Ōmeteōtl (Nahuatl pronunciation: [oːmeˈteoːt͡ɬ] ( listen)) ("Two Gods") is a name sometimes used to refer to the pair of Aztec deities Ometecuhtli and Omecihuatl, also known as Tonacatecuhtli and Tonacacihuatl. "Ōme" translates as "two" or "dual" in Nahuatl and teōtl translates as "god". The existence of such a concept and its significance is a matter of dispute among scholars of Mesoamerican religion.
Multiple Nahuatl sources, notably the Florentine Codex, name the highest level of heaven Ōmeyōcān or "place of duality" (Sahagún specifically terms it "in ōmeyōcān in chiucnāuhnepaniuhcān" or "the place of duality, above the nine-tiered heavens)." In the Histoyre du Mechique, Franciscan priest André Thevet translated a Nahuatl source reporting that in this layer of heaven there existed "a god named Ometecuhtli, which means two-gods, and one of them was a goddess." The Historia de los mexicanos por sus pinturas names the inhabitants of the uppermost heaven Tonacatecuhtli and Tonacacihuatl (Lord and Lady of Abundance). Sahagún concurs that these are epithets of "in ōmetēuctli in ōmecihuātl," giving as another name of ōmeyōcān "in tōnacātēuctli īchān" ("the mansion of the Lord of Abundance").

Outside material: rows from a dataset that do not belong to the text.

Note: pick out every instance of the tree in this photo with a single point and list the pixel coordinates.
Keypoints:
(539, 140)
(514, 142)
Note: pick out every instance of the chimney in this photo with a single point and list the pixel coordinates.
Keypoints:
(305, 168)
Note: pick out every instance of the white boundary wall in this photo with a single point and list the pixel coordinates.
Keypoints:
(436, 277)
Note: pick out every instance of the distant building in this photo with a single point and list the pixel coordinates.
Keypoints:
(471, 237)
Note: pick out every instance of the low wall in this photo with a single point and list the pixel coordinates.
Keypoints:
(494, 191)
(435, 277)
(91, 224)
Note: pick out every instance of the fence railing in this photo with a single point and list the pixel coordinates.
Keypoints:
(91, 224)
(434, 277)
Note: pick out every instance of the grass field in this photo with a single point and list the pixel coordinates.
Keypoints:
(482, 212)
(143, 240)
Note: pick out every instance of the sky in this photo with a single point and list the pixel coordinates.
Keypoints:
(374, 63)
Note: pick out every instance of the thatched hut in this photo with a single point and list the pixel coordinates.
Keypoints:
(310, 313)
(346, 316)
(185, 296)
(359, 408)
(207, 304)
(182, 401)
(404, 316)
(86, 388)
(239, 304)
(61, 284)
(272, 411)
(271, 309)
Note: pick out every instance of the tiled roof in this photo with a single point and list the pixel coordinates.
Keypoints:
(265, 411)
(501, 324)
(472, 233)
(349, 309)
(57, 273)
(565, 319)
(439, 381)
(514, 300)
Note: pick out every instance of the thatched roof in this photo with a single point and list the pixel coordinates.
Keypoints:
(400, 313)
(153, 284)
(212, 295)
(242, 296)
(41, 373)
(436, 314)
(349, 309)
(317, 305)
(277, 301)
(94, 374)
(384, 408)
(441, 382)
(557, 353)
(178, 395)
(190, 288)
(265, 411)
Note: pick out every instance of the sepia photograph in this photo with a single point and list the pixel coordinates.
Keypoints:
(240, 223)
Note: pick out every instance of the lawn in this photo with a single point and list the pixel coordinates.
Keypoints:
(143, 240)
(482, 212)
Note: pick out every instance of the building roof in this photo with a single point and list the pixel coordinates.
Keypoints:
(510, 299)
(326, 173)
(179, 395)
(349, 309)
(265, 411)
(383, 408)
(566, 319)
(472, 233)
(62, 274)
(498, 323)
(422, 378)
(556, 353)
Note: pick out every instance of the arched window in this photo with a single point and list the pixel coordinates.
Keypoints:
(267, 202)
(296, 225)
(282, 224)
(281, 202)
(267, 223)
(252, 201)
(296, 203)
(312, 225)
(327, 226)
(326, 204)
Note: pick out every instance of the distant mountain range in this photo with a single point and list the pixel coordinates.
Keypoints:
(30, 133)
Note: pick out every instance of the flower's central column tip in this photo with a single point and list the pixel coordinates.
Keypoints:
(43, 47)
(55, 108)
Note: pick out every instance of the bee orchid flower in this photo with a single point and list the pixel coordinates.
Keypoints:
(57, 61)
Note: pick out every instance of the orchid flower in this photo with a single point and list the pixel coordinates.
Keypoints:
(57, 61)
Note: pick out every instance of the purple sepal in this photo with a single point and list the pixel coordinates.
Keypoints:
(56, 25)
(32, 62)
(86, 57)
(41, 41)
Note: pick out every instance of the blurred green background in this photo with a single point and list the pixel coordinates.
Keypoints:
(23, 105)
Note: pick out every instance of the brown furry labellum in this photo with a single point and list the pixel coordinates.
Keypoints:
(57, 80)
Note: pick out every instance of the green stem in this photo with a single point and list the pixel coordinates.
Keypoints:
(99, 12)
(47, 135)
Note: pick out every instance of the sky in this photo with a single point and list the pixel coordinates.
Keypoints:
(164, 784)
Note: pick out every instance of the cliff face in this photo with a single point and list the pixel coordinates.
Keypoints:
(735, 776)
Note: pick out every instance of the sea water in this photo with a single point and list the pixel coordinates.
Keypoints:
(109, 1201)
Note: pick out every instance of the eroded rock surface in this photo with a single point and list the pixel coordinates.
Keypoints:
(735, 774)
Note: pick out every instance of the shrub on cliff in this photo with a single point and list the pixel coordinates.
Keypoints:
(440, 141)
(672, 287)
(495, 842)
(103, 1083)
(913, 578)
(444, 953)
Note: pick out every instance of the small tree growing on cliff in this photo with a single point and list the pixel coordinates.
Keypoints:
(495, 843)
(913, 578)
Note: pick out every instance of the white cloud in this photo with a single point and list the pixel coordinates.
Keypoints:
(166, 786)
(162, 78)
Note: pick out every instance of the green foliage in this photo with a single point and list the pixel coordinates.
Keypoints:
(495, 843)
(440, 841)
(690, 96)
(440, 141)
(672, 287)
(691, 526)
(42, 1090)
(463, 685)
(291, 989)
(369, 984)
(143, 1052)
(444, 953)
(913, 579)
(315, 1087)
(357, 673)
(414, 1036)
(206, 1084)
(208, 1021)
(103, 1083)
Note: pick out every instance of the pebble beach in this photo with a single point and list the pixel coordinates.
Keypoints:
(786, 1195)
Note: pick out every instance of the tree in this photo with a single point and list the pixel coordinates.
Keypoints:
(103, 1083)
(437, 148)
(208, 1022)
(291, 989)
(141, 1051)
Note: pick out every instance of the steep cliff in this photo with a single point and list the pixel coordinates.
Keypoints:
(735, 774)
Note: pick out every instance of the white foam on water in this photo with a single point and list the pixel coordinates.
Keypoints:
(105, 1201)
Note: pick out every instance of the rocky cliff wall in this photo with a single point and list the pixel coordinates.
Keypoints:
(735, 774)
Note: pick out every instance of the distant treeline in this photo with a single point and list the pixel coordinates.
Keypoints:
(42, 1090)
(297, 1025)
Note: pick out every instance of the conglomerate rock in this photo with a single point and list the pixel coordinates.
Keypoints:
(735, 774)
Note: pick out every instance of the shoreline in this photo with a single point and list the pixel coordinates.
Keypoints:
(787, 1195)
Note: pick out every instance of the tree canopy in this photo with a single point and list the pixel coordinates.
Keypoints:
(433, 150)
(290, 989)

There is some evidence that these two gods were considered aspects of a single being, as when a singer in the Cantares Mexicanos asks where he can go given that "ōme ihcac yehhuān Dios" ("they, God, stand double"). The Historia de los Mexicanos por sus pinturas reports of the two that "se criaron y estuvieron siempre en el treceno cielo, de cuyo principio no se supo jamás, sino de su estada y creación, que fue en el treceno cielo" (they were raised and had always been in the thirteenth heaven; nothing was ever known of their beginning, just their dwelling and creation, which were in the thirteenth heaven).